See mentorship as a natural development in a relationship.
You can’t just email somebody and ask if you can be their mentee. (Well, you can, but you might not get the results you want!) Instead, start by figuring out ways to work alongside the person you aspire to be your mentor. In academia, this might look like collaborating on a panel for your field’s annual meeting or) choosing to serve on the same committee, if your prospective mentor is at your university.
Stay in touch.
If there’s somebody you’d like to have a mentoring relationship with, try to find ways to connect with him or her. If they seem open to it, arrange informal coffee dates or send update emails. Working with them on a project (see above) is also an easy way for them to see your skills in action.
The relationship between you and your prospective mentor should be a two-way street. Of course, you have been told that “having a mentor” is important for YOUR career, but you should also try to make yourself useful—within the bounds of appropriateness, of course.

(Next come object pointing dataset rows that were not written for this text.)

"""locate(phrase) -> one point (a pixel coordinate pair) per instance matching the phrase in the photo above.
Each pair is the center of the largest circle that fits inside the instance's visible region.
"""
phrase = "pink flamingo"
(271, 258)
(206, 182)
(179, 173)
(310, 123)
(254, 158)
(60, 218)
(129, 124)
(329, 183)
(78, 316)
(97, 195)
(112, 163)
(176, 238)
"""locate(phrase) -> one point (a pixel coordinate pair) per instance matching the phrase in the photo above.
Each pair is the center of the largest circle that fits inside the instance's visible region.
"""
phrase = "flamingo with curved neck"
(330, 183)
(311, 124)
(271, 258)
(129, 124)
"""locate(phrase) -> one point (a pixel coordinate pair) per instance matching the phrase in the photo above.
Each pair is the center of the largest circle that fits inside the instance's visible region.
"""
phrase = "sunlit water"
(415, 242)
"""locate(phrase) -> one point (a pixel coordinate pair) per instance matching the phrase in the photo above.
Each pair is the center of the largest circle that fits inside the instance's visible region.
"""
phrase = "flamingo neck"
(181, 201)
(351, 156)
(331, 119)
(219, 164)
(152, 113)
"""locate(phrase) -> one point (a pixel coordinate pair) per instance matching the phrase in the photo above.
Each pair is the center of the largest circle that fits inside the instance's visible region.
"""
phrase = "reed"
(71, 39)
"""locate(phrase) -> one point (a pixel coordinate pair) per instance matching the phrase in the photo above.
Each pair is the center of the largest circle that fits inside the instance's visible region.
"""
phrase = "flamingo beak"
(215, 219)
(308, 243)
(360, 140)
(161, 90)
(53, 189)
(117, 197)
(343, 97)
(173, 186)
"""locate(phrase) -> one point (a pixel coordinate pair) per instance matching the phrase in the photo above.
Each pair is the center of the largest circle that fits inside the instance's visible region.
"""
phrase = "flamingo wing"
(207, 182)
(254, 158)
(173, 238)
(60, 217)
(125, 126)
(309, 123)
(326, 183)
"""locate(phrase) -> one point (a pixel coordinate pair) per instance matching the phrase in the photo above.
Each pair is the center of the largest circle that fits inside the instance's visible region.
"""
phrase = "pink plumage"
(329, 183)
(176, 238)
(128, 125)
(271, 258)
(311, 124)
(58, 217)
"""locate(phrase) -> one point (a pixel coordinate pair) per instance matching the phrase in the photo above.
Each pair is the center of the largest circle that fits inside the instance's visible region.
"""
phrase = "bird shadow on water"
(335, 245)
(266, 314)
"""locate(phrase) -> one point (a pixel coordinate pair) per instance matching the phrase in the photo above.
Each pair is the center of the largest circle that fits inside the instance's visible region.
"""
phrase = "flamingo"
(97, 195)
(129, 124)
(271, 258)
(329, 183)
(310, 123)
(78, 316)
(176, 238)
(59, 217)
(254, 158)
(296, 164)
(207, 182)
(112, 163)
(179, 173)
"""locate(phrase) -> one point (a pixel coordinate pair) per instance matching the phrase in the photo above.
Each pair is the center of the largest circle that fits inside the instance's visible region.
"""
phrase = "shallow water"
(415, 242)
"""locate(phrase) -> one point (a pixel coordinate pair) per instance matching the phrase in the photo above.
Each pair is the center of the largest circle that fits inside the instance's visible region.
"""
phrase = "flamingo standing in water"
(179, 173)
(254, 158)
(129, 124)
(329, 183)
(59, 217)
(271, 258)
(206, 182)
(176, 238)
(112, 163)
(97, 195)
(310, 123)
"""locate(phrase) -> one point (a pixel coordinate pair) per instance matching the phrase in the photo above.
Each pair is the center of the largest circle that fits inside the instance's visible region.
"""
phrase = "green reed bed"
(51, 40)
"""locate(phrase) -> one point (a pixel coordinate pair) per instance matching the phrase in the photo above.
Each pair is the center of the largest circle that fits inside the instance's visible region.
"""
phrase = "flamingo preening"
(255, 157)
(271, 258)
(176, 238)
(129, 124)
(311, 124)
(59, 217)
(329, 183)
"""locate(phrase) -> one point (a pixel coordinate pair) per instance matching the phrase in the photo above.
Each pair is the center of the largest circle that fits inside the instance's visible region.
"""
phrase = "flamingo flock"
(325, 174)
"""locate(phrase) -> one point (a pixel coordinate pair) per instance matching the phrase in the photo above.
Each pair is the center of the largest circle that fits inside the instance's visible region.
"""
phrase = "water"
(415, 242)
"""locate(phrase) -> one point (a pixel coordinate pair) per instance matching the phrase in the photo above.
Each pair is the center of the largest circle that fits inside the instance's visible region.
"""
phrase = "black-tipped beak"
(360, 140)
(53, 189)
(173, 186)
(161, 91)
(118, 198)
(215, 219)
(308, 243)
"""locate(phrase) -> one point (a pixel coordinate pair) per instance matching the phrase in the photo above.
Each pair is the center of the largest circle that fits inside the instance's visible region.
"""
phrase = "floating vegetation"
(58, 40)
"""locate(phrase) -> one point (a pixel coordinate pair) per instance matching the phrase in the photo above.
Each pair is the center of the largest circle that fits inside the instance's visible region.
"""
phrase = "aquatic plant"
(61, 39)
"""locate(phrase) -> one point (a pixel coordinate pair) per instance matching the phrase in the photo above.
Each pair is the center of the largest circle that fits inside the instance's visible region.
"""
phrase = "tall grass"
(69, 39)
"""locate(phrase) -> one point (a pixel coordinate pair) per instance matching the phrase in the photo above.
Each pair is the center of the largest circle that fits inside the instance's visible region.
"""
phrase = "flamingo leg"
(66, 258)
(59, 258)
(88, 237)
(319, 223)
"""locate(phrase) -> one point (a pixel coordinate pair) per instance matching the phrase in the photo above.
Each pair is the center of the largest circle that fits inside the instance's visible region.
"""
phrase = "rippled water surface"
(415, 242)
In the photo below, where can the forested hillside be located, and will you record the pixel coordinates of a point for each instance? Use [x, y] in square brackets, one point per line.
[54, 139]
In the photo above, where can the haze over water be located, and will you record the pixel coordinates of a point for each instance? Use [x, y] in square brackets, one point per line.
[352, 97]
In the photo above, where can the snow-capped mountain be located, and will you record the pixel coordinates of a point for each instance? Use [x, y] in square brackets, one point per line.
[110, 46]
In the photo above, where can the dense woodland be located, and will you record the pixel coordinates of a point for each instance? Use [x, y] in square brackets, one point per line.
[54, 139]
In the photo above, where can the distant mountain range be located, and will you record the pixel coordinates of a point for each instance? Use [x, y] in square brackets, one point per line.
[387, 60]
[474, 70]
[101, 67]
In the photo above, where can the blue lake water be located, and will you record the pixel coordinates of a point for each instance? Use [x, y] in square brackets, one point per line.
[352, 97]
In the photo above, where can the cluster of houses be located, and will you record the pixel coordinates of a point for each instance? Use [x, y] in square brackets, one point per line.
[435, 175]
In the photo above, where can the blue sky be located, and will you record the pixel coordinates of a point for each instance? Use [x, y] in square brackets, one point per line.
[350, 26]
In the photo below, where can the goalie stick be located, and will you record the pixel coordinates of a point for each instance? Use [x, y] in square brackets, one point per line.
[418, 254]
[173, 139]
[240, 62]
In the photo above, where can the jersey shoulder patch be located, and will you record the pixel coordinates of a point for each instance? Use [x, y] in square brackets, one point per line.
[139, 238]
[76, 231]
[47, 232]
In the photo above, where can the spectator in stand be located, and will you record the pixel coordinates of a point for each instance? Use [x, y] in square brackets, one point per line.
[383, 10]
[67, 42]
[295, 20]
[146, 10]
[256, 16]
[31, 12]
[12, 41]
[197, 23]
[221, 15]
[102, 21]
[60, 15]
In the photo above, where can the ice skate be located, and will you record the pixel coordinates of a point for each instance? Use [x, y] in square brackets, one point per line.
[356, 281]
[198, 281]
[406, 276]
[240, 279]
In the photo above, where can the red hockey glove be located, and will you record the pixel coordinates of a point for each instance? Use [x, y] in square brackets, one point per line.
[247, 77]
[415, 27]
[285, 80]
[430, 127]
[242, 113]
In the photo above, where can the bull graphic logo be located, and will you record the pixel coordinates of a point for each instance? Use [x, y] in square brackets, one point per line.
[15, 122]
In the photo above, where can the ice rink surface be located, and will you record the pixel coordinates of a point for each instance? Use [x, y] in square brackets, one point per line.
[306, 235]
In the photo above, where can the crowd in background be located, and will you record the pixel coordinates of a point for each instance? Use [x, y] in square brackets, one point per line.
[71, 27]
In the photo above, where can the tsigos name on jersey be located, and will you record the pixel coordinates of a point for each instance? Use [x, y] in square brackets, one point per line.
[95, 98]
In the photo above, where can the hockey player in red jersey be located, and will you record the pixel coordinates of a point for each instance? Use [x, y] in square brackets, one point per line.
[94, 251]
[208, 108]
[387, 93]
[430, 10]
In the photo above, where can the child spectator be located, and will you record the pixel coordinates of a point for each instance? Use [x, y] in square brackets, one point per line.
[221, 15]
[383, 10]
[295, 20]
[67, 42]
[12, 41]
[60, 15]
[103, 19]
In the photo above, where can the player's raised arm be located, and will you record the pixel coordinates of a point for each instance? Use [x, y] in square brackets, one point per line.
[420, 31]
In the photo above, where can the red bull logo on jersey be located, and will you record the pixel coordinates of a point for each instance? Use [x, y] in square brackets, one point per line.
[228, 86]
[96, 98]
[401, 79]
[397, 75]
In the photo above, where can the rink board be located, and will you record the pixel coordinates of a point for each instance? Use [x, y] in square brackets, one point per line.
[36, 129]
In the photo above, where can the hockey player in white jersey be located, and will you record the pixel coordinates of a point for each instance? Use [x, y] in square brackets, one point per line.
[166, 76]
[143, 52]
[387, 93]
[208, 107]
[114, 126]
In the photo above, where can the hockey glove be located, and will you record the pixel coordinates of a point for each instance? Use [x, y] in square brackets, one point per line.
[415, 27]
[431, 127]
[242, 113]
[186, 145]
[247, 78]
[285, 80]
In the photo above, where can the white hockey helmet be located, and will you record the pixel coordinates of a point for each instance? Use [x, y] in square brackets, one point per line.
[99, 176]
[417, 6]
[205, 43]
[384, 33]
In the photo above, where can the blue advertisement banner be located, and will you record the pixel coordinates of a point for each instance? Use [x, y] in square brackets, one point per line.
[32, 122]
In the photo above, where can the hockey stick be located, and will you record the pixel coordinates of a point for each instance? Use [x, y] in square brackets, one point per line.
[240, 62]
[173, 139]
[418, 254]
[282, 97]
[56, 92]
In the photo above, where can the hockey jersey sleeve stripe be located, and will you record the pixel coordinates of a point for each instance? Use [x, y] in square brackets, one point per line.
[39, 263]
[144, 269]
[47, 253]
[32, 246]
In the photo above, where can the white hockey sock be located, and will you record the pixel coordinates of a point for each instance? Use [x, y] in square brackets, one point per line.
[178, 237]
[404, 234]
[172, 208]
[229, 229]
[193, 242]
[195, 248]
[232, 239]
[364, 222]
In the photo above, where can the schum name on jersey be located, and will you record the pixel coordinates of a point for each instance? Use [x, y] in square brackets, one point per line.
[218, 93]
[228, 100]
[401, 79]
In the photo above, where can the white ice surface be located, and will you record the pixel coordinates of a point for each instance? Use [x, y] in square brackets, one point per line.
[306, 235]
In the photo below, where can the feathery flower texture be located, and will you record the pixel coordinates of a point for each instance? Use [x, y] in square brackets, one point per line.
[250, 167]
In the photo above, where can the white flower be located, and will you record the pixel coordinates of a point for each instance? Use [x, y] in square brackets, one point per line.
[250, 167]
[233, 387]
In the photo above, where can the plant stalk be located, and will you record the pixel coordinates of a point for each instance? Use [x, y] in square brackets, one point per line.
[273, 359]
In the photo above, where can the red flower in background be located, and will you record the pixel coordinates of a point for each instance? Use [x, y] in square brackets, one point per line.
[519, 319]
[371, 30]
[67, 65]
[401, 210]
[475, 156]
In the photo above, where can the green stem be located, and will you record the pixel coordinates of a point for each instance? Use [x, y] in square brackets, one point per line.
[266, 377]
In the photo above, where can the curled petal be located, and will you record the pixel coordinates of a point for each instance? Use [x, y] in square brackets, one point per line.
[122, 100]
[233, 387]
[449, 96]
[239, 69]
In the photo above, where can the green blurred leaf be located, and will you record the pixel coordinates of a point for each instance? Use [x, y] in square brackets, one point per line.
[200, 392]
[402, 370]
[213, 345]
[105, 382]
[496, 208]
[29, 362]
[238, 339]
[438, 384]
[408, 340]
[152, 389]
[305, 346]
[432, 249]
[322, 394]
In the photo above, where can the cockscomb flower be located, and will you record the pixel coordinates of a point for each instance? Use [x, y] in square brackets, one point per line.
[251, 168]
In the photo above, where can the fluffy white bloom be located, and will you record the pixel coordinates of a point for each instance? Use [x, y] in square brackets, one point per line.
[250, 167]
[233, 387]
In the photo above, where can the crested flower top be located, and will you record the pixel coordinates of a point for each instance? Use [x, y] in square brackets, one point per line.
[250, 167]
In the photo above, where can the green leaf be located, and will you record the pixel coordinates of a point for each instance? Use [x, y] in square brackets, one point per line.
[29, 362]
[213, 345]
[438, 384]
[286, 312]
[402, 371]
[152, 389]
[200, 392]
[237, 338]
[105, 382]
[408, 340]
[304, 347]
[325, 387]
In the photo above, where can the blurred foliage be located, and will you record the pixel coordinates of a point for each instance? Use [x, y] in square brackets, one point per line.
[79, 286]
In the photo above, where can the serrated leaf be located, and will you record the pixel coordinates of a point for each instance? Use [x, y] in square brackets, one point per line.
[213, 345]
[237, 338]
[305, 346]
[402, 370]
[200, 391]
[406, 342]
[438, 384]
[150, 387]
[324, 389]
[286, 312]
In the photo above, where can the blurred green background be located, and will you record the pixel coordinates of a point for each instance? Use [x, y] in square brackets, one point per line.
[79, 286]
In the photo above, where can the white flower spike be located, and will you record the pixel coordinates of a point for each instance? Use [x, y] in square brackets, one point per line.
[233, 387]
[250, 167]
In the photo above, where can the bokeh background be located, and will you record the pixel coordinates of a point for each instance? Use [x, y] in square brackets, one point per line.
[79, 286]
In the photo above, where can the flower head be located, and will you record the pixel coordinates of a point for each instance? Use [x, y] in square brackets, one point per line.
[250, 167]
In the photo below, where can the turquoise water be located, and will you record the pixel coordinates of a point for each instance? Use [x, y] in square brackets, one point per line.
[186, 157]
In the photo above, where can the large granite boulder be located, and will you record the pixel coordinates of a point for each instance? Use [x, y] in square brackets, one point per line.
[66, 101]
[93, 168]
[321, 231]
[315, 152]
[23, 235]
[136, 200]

Don’t pick up dry cleaning. Do offer to contribute your expertise when you know they’re working on something in your wheelhouse. Looking to someone more advanced in their career for advice does not mean you aren’t bringing something to the table—possibly a new research or learning method—and so you should find ways to showcase your knowledge and skills, too. Remember, take the time to make sure this relationship is worthwhile (and helpful) to both parties.
Read the signals.
Try to get a sense of whether your possible mentor has the time and energy for additional commitments. Timing can be essential! The best mentors will be excited to invest time into your relationship and be responsive to your inquiries. Always be respectful of their time, of course!
Be clear about what you need.
Once you’ve established an ongoing, productive relationship with your maybe-mentor, see how you feel about asking for more. Be specific about your hopes for the “next step” of your relationship. Don’t say “Will you be my mentor?” but think about approaching the conversation with “Would you be willing to introduce me to people at our upcoming conference?” or “Would you be willing to give me advice on navigating x, y, or z dynamic within my department?” Clarity will be valued by your prospective mentor. And, if they don’t have the opportunity to work with you on this project, remember–stay in touch! This conversation is the beginning of an ongoing relationship–whether as official mentee to mentor or simply colleagues.